Beter etmeli, doğduğuna lanet ettirmeli, elbette hepsinden önce pes ettirmeli.
Varsın söylensin dursun, işitmemeli şeytanca
sözlerini. Diyecekleri bellidir. “Birlik olalım, iş üretelim, gelişelim,
geliştirelim kendimizi, kentimizi, kâh ağaç gibi olalım kâh orman gibi olalım…”
Kim bilir daha neler neler.
Şair Hikmet’i de bunlardan dolayı koyvermediler
zaten. Birlik olmakmış, ileri gitmekmiş, eşitlikmiş… Tümü şeytan ayeti. Katil
Osmanları çift çift salıvermeli, başımızdakilere biat etmeli, Mehmetçikleri
süründürmeli, yaranmacılara yaranmalı, dalkavukları alkışlamalı, yaltakçılara
iyi yaltaklanmaları için zemin hazırlamalı; sözün kısası her şey aynı olmalı,
nasıl gelmişse öyle gitmeli; uzun sap hep uzamalı, kısa sap hep
kısalmalı. Yanlış hesap yapmamalı. Başka türlüsü aklından bile geçmemeli
kimsenin. Düşünce özgürlüğü filan dememeli kimse, adamı hasta ettirmemeli.

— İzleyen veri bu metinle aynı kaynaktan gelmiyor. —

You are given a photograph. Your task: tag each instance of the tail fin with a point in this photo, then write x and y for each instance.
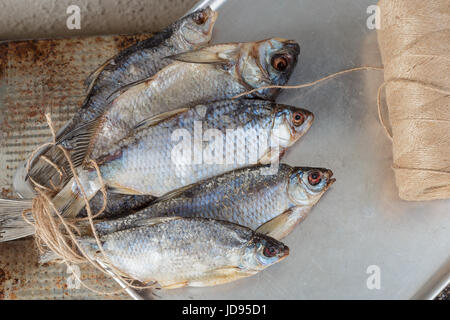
(12, 224)
(69, 201)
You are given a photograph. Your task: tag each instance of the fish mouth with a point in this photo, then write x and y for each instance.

Yarın, bugünün kopyasından başka bir şey olmamalı. Başka türlüsünü umanlardan,
isteyenlerden uzak durmalı. Sadece “âmin” demeli.
Biliyorum, bunca uğraşıp da yazı yazmak da
gereksiz. Geçen zamana, bunca harfe, kelimeye, cümleye yazık. Boşu boşuna
harcandılar. Ne yazık ki artık çok geç! Zaten yazının uzunluğunu görür görmez
korkmuştur insan kardeşim! Zaten senden beklenen de buydu. Sakın ha, okuma,
onlar okuduğunu sansın yine, sen sen ol, okuma! Okur gibi yap, örneğin beğen;
fakat sakın ha, okuma.
Bir de dinleme tabii. Hele de adını andığım Ben
İçeri Düştüğümden Beri şiirini ve bu şiirin şairi Nâzım Hikmet’i, hele
de Genco Erkal’ın insanın
içine kuşkular düşüren, “acaba aldattılar mı bizi bunca yıldır” dedirten
sesinden… Üstelik Fazıl Say da
piyano denen şeytan icadı şeyi çalarken... Nâzım Hikmet, Genco Erkal, Fazıl Say... Sakın ha!